78話 祝☆収益化
ある日の配信中。
「今日はサムネにもあった通り、重大発表があります!」
正直、悩みに悩み抜いた・・・。
「なんと・・・収益化申請が通りました!!」
というか、今もまだ悩んでいる。
「あぁ、ありがとうございます。ありがとうございます」
チャット欄はおめでとうの言葉で埋め尽くされている。
「それでですね」
色々考えた結果。
「コメントにもありますけど、スーパーチャットはまだ開放してません」
理由は説明し辛い。
「でも、メンバーシップを開設しようと思ってまして」
伊達さんやシュウさんが上限スパチャを投げそうな気がして怖かったり、妹からスパチャを投げられて微妙な気持ちになりたくない。
「なので、今回の配信はメンシでどういった特典を付けるかの相談配信にしようと思ってます」
何か要望があれば言って下さいねー。と、言う前に欲望に塗れたコメントでチャット欄が埋め尽くされた。

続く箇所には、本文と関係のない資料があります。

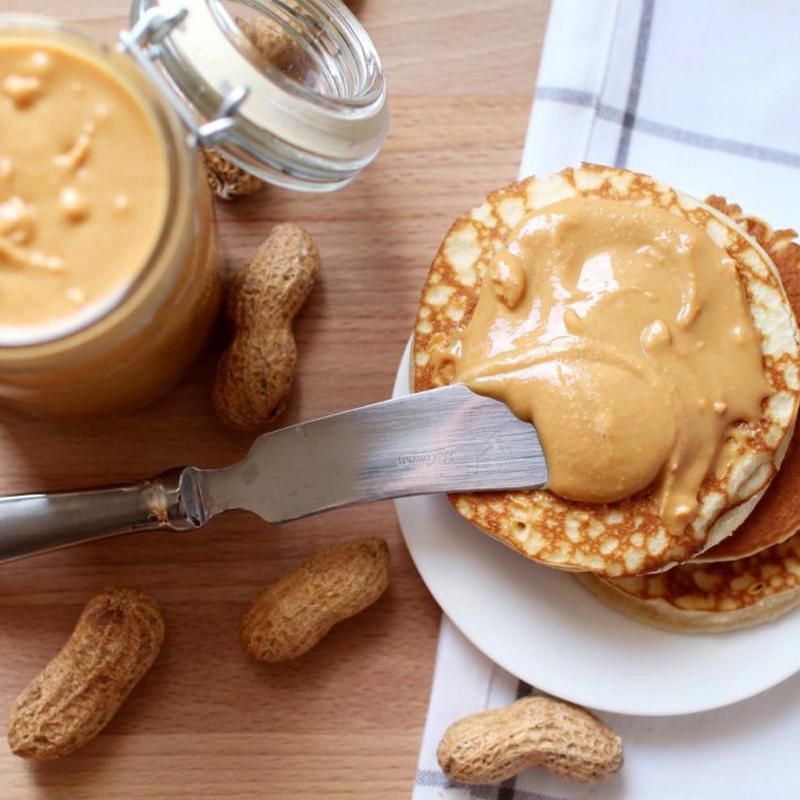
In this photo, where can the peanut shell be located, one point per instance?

「えーっと・・・みぃちゃんを僕に下さい。ご自由にどうぞー。そこは僕の許可は要らないので本人に言って下さい」
未だに義兄さんと呼んでくる人が一定数居る。
「他には・・・伊達ちゃんのプライベート情報を下さい。はい、ダメです。それは絶対に無理ですね」
これは伊達さんのファンか。
「えっと、シュウちゃんと関わるな。アンチが居ますね・・・」
名前がta2yaだった気がするけど・・・コメントの流れる速度が早いから見間違いって事にしておこう・・・。

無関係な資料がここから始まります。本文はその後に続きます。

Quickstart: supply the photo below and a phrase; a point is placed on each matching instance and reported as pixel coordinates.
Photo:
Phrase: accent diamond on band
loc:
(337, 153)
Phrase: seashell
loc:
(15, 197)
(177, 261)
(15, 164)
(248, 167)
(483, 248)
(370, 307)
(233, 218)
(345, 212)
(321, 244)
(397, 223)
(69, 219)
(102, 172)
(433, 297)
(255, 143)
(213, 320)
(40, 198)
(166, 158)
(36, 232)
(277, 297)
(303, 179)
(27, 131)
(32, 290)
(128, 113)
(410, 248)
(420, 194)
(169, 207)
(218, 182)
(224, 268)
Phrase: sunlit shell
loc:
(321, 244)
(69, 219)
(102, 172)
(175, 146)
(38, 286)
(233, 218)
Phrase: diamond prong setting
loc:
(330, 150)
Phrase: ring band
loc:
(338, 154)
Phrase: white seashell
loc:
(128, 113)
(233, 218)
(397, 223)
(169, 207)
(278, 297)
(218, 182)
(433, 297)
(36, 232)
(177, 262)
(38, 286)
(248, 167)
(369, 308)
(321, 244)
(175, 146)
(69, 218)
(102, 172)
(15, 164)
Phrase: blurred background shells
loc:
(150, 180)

「それから・・・石倉ママのパンツの色を教えて下さい。お願いしますお願いしますお願いします。って、必死過ぎっ!ってか、誰がそんな事知りたいんだっ」
変なコメントばっかりだな・・・。
「ん?なんで皆カタカナのノばっかり打ってるんですか?え?石倉先生のパンツの色知りたいから挙手してる・・・?」
いやいやいや、無いだろ・・・。
「いや、僕もそんなの知らないですから無理です」
お母さんのファンって尖ってるのが多いのか・・・知りたくなかった。
「え?降臨?誰が?石倉先生?」
どこだろ?見逃したな。
「どこですか?ちょっとスクロールして・・・って、白でーす。じゃないわっ!」
あまりの衝撃に椅子から崩れ落ちそうになった。
「はい、石倉先生はお帰り下さい。今直ぐ帰らないとしばらく口を利きません」
ごめんごめんROMるからー。と、今度はコメントを見付けられた。
「ふぅ・・・他の配信者さんとかイラストレーターさんの事はメンシの特典には出来無いです」
当たり前の事だけど、仕方ない事なのかもしれない。
何故なら今ここに居る視聴者さんの9割・・・いや、少なくとも9割9分は他の配信者さん目当ての視聴者さんなのだから。
まぁ、それはさておき。
「一般的に言われてる鳩行為は僕のチャンネルでも禁止にしたいとは思うんですけど」
とは言え、9割9分9厘が他の配信者さん目当ての視聴者さんだから・・・。
「僕の名前を他所のチャンネルで出すのは禁止です。でも、石倉先生とぬいぐるみぃに関しては多少はOKとします」
流石に家族だから全く話題に出すなと言う方が無理がある。
「ただ、さっきも言いましたけど。プライベートな情報は言えないです」
それから。
「兎合シュウさんとは面識はありますけど、めちゃくちゃ親しいって訳でも無いですし、勝手に話題にするのもダメですからね」
そして・・・。
「シュウさんとは僕なんかより獏枕ゆめさんの方が仲が良いんじゃないですかね?って感じです」
以前の突発コラボでかなり怖いシュウさんの厄介オタだと発覚したから持ち上げておかないと何があるか分からない・・・。
「それからー・・・え?ゆめさんも居るんですか?」
コメント欄をスクロールすると居た。「そんな~、それほどでもあるかな!」じゃないわっ。
そう思うんだったら僕なんか監視してないでシュウさんのアーカイブでも観てて下さい・・・。
「ゆめさんこの間のコラボありがとうございました」
ありがとうございました。そして、アナタもお帰り下さい・・・。
「えっと、それから。伊達ごっこさんは普通にクラスメイトってだけですから大した情報は無いです」
この間、家に行ったけども・・・。
これは言う必要も無いし、言ったら確実に燃える。
「ザックリ言うと、他の配信者さん等の情報は僕からは得られないと思って下さい」
まぁ、それが当たり前の事ではあるんだけどね。
「なので、それを許容出来る方のみ僕の配信を視聴して下さい」
この言葉がスイッチになったのか・・・物凄い勢いでチャンネル登録者数が減っていった。